The last time it happened was in 2003 and a whole lot has happened for Homme in that time. Queens of the Stone Age has been the cornerstone, but there’s been time served with Them Crooked Vultures, Eagles of Death Metal and numerous other projects. That he’s gone back to this cooperative after all this time is encouraging because with every release Homme puts out, to his credit - whether it’s perceived as a “hit” or “miss”, it’s never rote and it never feels phoned in.
With Volumes 11 & 12 (named Arrivederci Despair and Tightwads & Nitwits & Critics & Heels, respectively), it would seem that Homme is once again ready to let loose the reigns and collaborate with a mix of old folks and new. And the result is The Desert Sessions most cohesive collection of songs to date.
“Move Together” starts off with a rather ominous loop and a beautifully raw falsetto courtesy of ZZ Top’s Billy Gibbons. It’s slow, tantric groove reaches a sexy crescendo before we move into what’s probably the most QOTSA sounding tune of the bunch, “Noses In Roses, Forever”, which would have sounded right at home on the band’s latest offering, Villains.

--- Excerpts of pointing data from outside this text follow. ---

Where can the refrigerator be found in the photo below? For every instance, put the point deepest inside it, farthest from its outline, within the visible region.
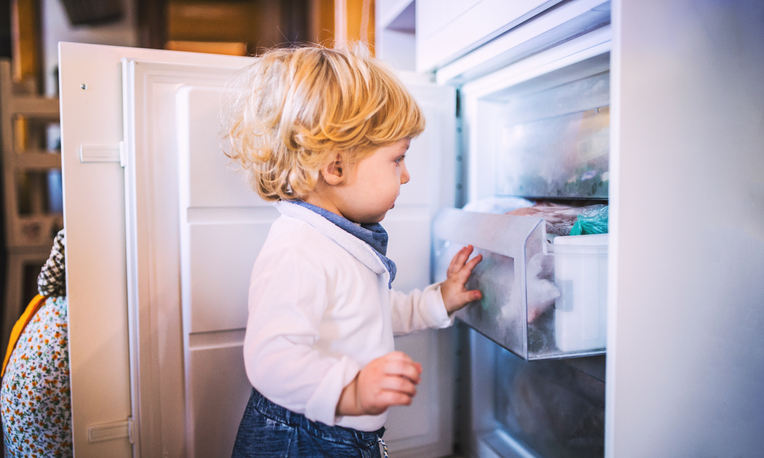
(162, 234)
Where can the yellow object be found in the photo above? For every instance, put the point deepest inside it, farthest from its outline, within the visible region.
(18, 328)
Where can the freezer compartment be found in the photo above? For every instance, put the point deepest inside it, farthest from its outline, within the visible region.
(525, 309)
(552, 408)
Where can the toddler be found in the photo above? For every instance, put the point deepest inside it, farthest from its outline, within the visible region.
(324, 134)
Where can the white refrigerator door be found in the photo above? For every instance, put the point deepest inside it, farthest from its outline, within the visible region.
(160, 251)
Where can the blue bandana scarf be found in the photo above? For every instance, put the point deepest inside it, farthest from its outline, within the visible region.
(373, 234)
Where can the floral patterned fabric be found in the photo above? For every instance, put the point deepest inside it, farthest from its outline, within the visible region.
(35, 399)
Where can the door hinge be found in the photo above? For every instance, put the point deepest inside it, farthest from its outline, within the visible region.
(123, 154)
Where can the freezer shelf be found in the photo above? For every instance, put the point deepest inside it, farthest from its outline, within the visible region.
(516, 277)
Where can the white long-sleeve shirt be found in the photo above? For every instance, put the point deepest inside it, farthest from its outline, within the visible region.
(319, 310)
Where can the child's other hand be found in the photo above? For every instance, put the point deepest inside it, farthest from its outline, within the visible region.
(390, 380)
(453, 289)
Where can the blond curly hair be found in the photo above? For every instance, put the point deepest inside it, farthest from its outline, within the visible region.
(291, 111)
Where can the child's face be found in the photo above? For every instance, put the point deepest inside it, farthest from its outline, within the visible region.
(374, 183)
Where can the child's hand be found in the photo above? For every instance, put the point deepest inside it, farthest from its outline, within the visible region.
(453, 290)
(390, 380)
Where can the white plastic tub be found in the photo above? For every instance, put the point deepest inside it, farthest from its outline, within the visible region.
(580, 269)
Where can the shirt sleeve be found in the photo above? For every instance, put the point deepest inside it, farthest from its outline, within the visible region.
(287, 299)
(420, 309)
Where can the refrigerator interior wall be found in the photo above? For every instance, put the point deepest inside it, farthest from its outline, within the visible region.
(546, 117)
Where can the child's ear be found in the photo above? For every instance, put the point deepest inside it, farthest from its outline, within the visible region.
(334, 172)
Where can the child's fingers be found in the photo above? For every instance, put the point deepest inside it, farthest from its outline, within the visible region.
(393, 398)
(399, 384)
(404, 369)
(457, 262)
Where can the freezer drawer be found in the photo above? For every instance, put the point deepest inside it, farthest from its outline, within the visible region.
(524, 309)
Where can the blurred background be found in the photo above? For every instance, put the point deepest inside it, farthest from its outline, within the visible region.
(31, 205)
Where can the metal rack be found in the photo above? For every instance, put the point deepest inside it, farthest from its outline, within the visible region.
(32, 209)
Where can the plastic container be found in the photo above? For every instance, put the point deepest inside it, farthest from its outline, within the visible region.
(580, 269)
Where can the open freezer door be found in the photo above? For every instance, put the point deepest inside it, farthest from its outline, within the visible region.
(162, 236)
(134, 348)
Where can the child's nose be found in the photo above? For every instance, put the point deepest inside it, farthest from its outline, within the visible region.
(405, 177)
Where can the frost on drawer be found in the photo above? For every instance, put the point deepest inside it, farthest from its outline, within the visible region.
(516, 276)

Homme is, in fact, responsible for lead vocals on only 2 of the 8 tracks on the album (a single release, with 4 tracks comprising each volume). By curtailing his instantly recognizable voice, it really does feel like a true collaborative effort - like Homme’s the genial host of of a party that passed out early, leaving the guests to their own devices and draw their musical dicks on his face.
Highlighting one of these guest vocal performances is Libby Grace, who’s earthy dulcet tone permeates “If You Run”. If there’s a justice on this earth and beyond, we’ll be hearing a lot more from her in the years to come. Other vocal duties are passed on to the likes of Jake Shears, Royal Blood’s Mike Kerr and the unique stylings of Toornst Hulpft, the Unknown Comic of the proceedings and who’s speculative identity has been the source for many a debate since the album’s release. But in this case, the final product proves that the “who” is secondary to the “what”.
The fact that Desert Sessions vol. 11 & 12 was recorded in just a few days is a glaring reminder that a great album doesn’t need to be overthought and overwrought. Hell, the first Black Sabbath album was recorded in a single day in 1969. Its 50 years later and look what you can accomplish after only a week in the desert.